Why can I look at a linear combination of generators? Is any linear combination of generators a new generator?
 A: The generators of a given Lie group (describing the symmetry in this case) form a vector space (the tangent space, which is at $0$ the lie algebra of the Lie Group), hence you can take linear combinations of them. Maybe you are confused since you think, that boost and rotations are forming two separate groups and therefore is it unnatural to take linear combinations of generators of rotations with generators of boosts.
However, although the rotations form indeed a group as their own separately, the Lorentz boosts do not form a group as their own, they are coupled to the rotations, which can be seen by considering the commutator of two Boost-Generators $K^i,K^j$. It is given by $[K^i,K^j]=-i\epsilon^{ijk}J^k$. Hence, if one wishes to describe the structure describing the transformations generated by the boosts generators, one needs naturally to consider also rotations.

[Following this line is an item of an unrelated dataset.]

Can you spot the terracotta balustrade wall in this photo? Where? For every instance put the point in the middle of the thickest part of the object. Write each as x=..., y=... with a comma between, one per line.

So there is a bigger structure combine both together. The generators of this bigger structure, containing both types of generators $J$ and $K$, are forming a vector space, hence you can take linear combinations.
Usually, the vector space is taken over the field $\mathbb{R}$(real scalar multiplication is allowed), however, you can also generalize this to the field $\mathbb{C}$ (also complex scalar multiplication is allowed).
It turns out that the step going to the complexified Lie-Algebra is even necessary since you want to look at representations of the Poincare-group on the projective Hilbert space (QM state are defined up to a global phase). One can show that the unitary projective representations of a Lie group $G$ can be expressed as the unitary representations of the double cover of $G$ (which will be reconstructed via the complexified Lie-Algebra) on the Hilbert space itself. You can find more about this via looking at "Bargmann's Theorem"
A: Given a Lie group $\mathcal{G}$ the generators of the transformations in the group $\mathcal{G}$, lives in the Lie algebra $\mathfrak{g}$ associated.
A Lie algebra as you can tell, is a particular kind of an algebra. An algebra $A$ over a field $\mathbb{K}$ is a $\mathbb{K}$-vector space with an additional structure, that is a $\mathbb{K}$-bilinear map (in the Lie algebra case is the Lie bracket [,], with its additional properties).
So the algebra has the structure of a vector space, which allows to sum its elements.
The non trivial part is that usually the Lie algebra is defined over a field $\mathbb{R}$, and here in defining $N^+$ $N^-$ you are multiplying the generators by $i$. Basically you are complexifying the Lie algebra, and finding the following chain of isomorphisms.
$\mathfrak{so}(3,1)_{\mathbb{C}}\simeq\mathfrak{su}(2)_{\mathbb{C}}\oplus\mathfrak{su}(2)_{\mathbb{C}}\simeq\mathfrak{sl}(2,\mathbb{C})\oplus\mathfrak{sl}(2,\mathbb{C})$, where the underlying $\mathbb{C}$ in $\mathfrak{g}_{\mathbb{C}}$ means you have complexified the Lie algebra.